Emirates airline and its subsidiaries may be listed in stock exchange, in the emirate’s plan to offer 10 state-owned companies.
The chairman of the board, Sheikh Ahmed bin Saeed Al Maktoum, said: “Emirates Airlines and its units can be offered on the Dubai stock exchange.” According to Bloomberg Agency, Al Arabiya.net reviewed it.
The comments arrive in one moment in which the emirate is stepping up its efforts to reach the Abu Dhabi and Riyadh stock exchanges, which were the hottest IPO markets in Middle East in 2021.
Emirates Airlines faced pressure during the outbreak, with the airline industry affected, as it registered its own prime losses in decades due to the closure of Corona and its impact on international travel, while the government has invested approximately $ 3.7 billion in the last year in the company.
While the tourism sector has recently recovered in the UAE due to high vaccination rates and low infection rates, Dubai has recently attracted thousands of visitors and events.
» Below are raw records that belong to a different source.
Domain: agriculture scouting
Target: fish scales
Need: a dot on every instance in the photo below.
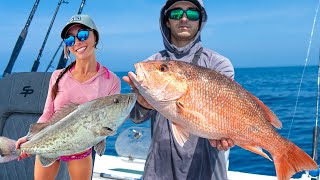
(73, 129)
(208, 104)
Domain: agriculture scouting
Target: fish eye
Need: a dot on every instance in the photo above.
(116, 100)
(163, 68)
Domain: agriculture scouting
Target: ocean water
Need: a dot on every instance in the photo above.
(278, 88)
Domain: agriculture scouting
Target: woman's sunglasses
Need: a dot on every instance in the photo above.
(82, 35)
(177, 14)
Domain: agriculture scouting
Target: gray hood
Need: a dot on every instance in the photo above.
(189, 49)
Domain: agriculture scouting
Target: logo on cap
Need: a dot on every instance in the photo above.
(75, 18)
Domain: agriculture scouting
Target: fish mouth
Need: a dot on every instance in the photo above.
(138, 77)
(141, 76)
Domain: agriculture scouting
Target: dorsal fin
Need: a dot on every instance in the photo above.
(35, 128)
(63, 112)
(57, 116)
(273, 119)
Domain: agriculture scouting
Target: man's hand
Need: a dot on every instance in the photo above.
(222, 144)
(140, 98)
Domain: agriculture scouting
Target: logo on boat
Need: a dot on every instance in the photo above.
(27, 90)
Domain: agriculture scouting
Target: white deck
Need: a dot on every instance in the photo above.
(112, 167)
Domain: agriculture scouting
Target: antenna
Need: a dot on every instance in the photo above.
(17, 48)
(37, 61)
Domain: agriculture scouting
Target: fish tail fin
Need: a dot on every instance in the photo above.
(7, 150)
(292, 160)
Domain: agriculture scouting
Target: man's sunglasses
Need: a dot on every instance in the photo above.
(82, 35)
(177, 14)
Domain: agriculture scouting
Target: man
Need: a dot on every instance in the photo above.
(181, 23)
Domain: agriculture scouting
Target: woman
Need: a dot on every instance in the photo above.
(83, 80)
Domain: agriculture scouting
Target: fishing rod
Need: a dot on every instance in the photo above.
(37, 61)
(63, 60)
(315, 174)
(49, 65)
(17, 48)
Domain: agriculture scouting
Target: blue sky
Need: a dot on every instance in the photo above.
(250, 33)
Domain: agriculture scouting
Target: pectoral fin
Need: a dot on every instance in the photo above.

For his part, Emirates president Tim Clark said last month that the company aims to restore the entire network by mid-2022.
And the chairman of the board revealed that Emirates Airlines might as well take in considering the listing of subsidiaries. This could include dnata, which operates in freight, ground handling, catering, retail and travel services, which saw demand return quickly after pandemic-related restrictions on flights and travel were eased.
Revenue from that unit increased 55% to $ 1 billion in the first half and transformed in a profit of $ 23 million from a loss of $ 396 million in the same period last year.
Meanwhile, the major airline recorded a net loss of $ 1.6 billion during the first half of the year, which is less than half of the losses in the first six months of the previous year, and revenue increased by 81 million. %.